A esses pacientes com diabetes cronicamente descompendados e ou em risco
para CAD/EHH, em especial, devemos fornecer uma atenção estruturada e integrada,
incluindo, medica, nutricional, psicológica, social e um programa de educação para o
diabetes mellitus. As infecções e a falta de aderência á medicação continuam sendo as
duas princpais causas para o desenvolvimento da CAD/EHH. Nesse sentido as
orientações para os dias doentes,com relação a monitoração da glicemia, a detecção
da cetose, a prevenção da desidratação e a suplementação com insulina de ação
rápida como também o momento para procurar o atendimento medico de emergencia é
essencial. Um esquema basal/bolus de insulina com seringas ou canetas para insulina
devem ser instruídos, como prevenção para serem utilizados nos pacientes em uso de
bomba de insulina subcutânea em situações que estas param de funcionar. Como
também os familiares e os cuidadores dos pacientes idosos em risco pra o EHH devem
ser orientados para reconhecer os sinais e sintomas da hiperglicemia e desidratação.
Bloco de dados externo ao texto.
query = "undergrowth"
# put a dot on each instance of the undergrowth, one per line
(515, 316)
Recentemente orientações para os aparecimentos dos sinais e sintomas da CAH
devem ser fornecidas para os pacientes em uso de iSGLT2.
Os pontos principais para o tratamento dessas emergencias hiperglicêmicas são
a hidratação, suplementação de insulina, reposição de eletrólitos e correção do fator
principitante. A velocidade de correção dos distúrbios metaboilicos é importante e não
deve ser tão rápida para os pacientes com EHH , onde devemos tomar cuidado também
com o suporte para as comorbidades associadas. Por outro lado, de acordo com a boa
resposta terapêutica na maioria dos casos de CAD devemos procurar evitar as
internações prolongadas em jovens com DM1 que ás vezes chegam a semanas,
inapropriadamente, em alguns casos.
Por ultimo, com o aumento da prevalencia do diabetes mellitus deve-se ter um
aumento proporcional nas emergencias hiperglicêmicas.
Leituras Complementares
1) Kitabchi AE. et.al. Management of hyperglycemic crises in patients with
Diabetes. Diabetes Care 2012; 24:131-153.
2) Umpierrez G and Korytkowski M. Diabetic Emergencies- ketoacidosis,
hyperglycaemic hyperosmolar state and hypoglycaemia. Nat Rev Endocr
2016;12; 222 -32.
3) French EK, Donihi AC and Korytkowski MT. Diabetic ketoacidosis and
hyperosmolar hyperglycemic syndrome: review of acute decompensated
diabetes inadult patients. BMJ 2019;365:1-15.